I am a she person that has studied history also, that's why I am so interested in you. 
Historically speaking, since, as you said, you are an antiquity. 

And for one other reason that I will place here just for the records. I hate to see talented people being devoured by mediocre media. You survived kitchen to be devoured by them? Anyway, this is a personal thought!

I had the privilige to read "KC" in two languages and to read the articles of journalists from many papers.

I also have posted that if I were Anthony Bourdain I would write a second book with the title " What stupid Journalists have written for my book"
If you had an idea what kind of bozo writes the preface to the Greek edition...
Of course this is not your fault.

Maybe it's the same thing that you have observed. You didn't expected that people that live in Berlin would stop ordering fish on Mondays... 

But my surprise started when I was reading posts here of people that they were so enthousiastic with your book that they were actually proposing it to their culinary students.

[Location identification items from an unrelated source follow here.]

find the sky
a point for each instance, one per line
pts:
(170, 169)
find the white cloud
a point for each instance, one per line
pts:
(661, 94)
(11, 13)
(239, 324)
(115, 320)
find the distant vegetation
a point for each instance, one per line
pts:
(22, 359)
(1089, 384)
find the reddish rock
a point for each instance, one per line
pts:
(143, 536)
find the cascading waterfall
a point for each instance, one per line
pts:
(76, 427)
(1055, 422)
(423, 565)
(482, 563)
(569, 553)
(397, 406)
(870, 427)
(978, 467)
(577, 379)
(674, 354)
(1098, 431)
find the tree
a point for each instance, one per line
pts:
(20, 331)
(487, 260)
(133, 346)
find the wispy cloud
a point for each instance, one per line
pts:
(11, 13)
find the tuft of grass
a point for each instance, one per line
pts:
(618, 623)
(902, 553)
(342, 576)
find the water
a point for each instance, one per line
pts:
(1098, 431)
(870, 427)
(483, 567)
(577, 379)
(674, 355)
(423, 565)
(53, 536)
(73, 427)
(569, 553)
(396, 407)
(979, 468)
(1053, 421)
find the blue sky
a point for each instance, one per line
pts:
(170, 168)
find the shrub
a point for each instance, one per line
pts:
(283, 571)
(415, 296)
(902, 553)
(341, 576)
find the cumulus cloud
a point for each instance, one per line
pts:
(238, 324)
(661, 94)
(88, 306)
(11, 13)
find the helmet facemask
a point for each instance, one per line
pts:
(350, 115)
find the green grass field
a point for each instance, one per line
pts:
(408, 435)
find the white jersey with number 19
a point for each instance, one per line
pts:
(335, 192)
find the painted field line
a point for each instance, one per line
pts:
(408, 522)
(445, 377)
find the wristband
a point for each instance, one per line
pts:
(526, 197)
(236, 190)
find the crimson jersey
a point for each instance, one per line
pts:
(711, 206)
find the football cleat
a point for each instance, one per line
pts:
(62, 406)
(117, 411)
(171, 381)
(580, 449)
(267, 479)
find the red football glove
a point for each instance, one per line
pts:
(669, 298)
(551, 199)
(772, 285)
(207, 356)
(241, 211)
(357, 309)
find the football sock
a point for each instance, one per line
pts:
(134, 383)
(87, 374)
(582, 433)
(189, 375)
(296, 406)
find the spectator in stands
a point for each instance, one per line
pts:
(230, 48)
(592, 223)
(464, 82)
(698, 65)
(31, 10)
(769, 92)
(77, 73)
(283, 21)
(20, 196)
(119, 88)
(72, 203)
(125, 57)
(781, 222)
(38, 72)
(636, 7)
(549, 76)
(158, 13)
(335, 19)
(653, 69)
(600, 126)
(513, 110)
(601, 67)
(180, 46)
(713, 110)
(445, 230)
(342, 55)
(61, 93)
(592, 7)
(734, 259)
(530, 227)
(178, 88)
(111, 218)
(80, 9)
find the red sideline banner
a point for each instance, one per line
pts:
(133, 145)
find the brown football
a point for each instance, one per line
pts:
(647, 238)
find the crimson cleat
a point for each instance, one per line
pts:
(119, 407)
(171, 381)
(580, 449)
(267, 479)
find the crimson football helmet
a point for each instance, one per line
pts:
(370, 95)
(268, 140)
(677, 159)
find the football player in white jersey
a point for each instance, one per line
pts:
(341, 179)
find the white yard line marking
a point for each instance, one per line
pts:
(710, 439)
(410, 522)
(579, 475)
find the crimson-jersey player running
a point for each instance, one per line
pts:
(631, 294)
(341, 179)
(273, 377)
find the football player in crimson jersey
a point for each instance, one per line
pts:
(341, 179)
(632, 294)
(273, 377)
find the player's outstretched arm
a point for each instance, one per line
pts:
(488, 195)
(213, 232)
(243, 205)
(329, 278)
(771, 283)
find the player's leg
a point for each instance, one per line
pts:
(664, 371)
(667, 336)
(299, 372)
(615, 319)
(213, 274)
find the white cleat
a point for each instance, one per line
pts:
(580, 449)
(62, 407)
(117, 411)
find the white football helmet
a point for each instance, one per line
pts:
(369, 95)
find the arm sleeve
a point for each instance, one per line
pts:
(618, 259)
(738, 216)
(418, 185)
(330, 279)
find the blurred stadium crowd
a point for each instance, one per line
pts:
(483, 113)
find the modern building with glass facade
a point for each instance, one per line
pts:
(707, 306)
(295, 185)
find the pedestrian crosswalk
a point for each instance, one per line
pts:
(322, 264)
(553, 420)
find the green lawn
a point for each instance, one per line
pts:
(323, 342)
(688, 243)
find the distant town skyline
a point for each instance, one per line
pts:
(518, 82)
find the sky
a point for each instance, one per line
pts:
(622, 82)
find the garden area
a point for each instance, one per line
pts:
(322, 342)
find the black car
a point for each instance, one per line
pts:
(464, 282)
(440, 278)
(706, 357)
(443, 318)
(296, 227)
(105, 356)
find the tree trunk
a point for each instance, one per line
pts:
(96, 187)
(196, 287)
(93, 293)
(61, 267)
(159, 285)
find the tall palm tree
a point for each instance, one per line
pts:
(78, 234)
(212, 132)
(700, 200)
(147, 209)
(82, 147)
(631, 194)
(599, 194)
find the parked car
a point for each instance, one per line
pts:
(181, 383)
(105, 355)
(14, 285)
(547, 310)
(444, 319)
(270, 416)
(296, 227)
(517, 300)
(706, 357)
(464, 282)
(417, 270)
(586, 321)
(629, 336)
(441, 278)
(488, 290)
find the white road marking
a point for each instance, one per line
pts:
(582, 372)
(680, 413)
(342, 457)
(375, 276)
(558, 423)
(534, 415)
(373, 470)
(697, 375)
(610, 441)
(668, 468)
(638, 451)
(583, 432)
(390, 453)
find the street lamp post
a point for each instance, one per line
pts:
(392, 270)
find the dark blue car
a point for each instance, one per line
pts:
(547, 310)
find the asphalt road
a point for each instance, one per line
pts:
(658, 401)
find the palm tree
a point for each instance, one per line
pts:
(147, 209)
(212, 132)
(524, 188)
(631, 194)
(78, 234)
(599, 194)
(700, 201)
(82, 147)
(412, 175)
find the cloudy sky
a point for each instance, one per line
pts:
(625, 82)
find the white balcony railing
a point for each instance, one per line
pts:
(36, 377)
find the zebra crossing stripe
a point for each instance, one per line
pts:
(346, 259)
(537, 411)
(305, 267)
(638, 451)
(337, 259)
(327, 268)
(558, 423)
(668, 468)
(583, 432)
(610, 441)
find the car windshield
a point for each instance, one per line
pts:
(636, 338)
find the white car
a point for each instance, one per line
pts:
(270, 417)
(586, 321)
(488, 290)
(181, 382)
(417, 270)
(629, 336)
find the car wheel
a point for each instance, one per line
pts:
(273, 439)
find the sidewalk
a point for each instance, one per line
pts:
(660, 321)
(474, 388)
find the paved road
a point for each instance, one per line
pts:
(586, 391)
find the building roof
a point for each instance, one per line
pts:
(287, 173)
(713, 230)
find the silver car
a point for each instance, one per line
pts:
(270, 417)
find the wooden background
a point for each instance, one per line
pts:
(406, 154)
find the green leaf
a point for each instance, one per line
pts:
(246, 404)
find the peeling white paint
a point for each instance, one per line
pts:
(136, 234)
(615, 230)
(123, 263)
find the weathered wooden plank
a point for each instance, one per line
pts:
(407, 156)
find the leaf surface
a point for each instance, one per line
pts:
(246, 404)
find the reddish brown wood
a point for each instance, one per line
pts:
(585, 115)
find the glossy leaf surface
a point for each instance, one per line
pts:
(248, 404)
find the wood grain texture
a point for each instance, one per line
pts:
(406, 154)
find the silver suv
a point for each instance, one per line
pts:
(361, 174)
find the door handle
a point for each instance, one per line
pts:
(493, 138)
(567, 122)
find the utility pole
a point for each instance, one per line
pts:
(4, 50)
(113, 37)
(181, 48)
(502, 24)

I personally think that your book is not for culinary students, because students have the right to dream that one day they will work for a Robuchon. 
None can take this dream from them.If you don't have dreams you will always stay underpaid and in the shadow and of course you will never work even for Anthony Bourdain.

I don't think that with this book, you put the lights in the kitchen.
You just put yourself and only yourself under those lights.

I think you did well for doing so, I would do the same if I were you. 
And now that I read that you did that for your amusement either , I am very very glad!
But in my posts I didn't criticized this at all. 

I just criticised how THEY took your book.

If someone is inspired by your book and he/she recognizes him/her self in there, then, he will always stay there.

Now that you are touring to promote your book I hope that you tell people that you wrote it for your amusement and that they should not take it literally!

Good luck to you and to your next books


----------



## qjwin

ATHENAEUS: Salutations. I applaud your commitment to your trade--and apologize for my gender confusion. But I hope that what appealed to all the chefs and cooks around the world who read and enjoyed KC is the acknowledgment that it depicted the cooking trade--even at a very high level--as as much about repetition, endurance, loyalty, cameraderie--the grim mechanics of doing the same dish the same way again and again and again-as it is about artistry. That some absolutely brilliant two and three star chefs have the same social skills as Charles Manson should surprise noone--least of all other chefs. Being a disaster as a human being is certainly no impediment to cooking well- (just look at David Bouley)A lot of us take a death's head sense of pride in our own dysfunction--we KNOW we'll never be solid citizens--and we like it like that. Perhaps someday, food will be prepared in cool, sterile "laboratoires" to the gentle strains of Mozart, by crisp, calm, dedicated professionals for whom profanity, bad behavior, alcohol abuse, promiscuity are anathema--perhaps cooks of the future will work 40 hour weeks, get paid well, receive health benefits...maybe they won't have to sign in and out in a log book when they want to take a piss (like one famous French three star used to demand). Or have trays of food thrown in their faces (same guy). Then again--maybe not. For those interested in seeing a three star Michelin kitchen in action--and why a lot of cooks feel they need a drink or five at the end of the shift, I recommend the amazing Gordon Ramsay documentary series: BOILING POINT. A brilliant chef--and a nice guy( I think)--but man! You want to see pressure? He makes me look like a diplomat.


----------



## momoreg

What I got out of it was a lot of laughs, and as a former NYC pastry chef, a lot to relate to as well.
What's this I hear about a show on the Food Network?


----------



## cape chef

Knowing you as I do Momoreg, I am sure you took no gruff from anyone


----------



## athenaeus

Dear QJWIN and friends.

I will narrate you a rather amusing story about an ancient variation of "Kitchen Confidential"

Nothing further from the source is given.